Buna karşın, devrimci halk güçleri ise hiçbir çıkar gözetmeksizin, hiçbir fedakârlıktan sakınmaksızın ve tamamen molozlar altındaki insanları canlı çıkarmak, kurtarmak ve depremzedelere yardım ederek onların yaşamlarını kolaylaştırma, acılarını hafifletme bilinci ve kaygısıyla hareket etmiştir. Böylece, kapitalist sistem ve burjuvazinin insanı paraya feda eden köhnemişliğine karşı, devrimci güçler insanı esas alarak yaşatma amacıyla hareket etmiş, iki sınıf tutumu arasında keskin uçurumu en yalın biçimde gözler önüne sermiştir.

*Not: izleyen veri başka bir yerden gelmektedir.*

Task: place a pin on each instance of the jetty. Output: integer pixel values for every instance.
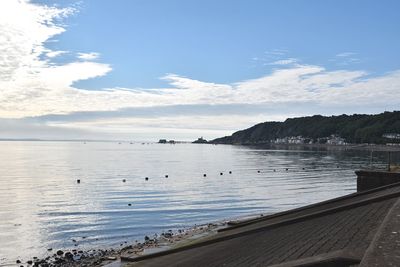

Şayet, iktidardan denetim kurumlarına ve mühendis-mücahitlerine kadar tüm sermayedarlar sınıfı rant, talan ve fahiş karlarını değil, insan yaşamını öncelemiş olsalardı, depremin yıkım gücü bu kadar büyük olmazdı. Yani, binaların yapımında gerekli kontroller yapılmış olsaydı, imar izinleri verilirken gerekli şartlara uygun izinler verilseydi, çürük zeminlere binaların dikilmesine onay verilmeseydi, binalar yapılırken beton-demir gibi malzemeler gerekli ölçü ve kalitelerde kullanılmış olsaydı, kaçak katların çıkmasına göz yumulmasaydı ve bütün bu süreçler kar, rüşvet ve yolsuzluklarla es geçilmemiş olsaydı daha sağlam binalar yapılarak bunca insan ölümüne zemin hazırlanmazdı. Dahası, depremde gerici hesap ve kaygılar temelinde hareket edilmeyip, kurtarma çalışmaları zamanında ve gerektiği gibi yapılsaydı; hatta bağımsız kuruluşların yaptığı kurtarma çalışmaları engellenmeseydi on binlerce insan ölmezdi…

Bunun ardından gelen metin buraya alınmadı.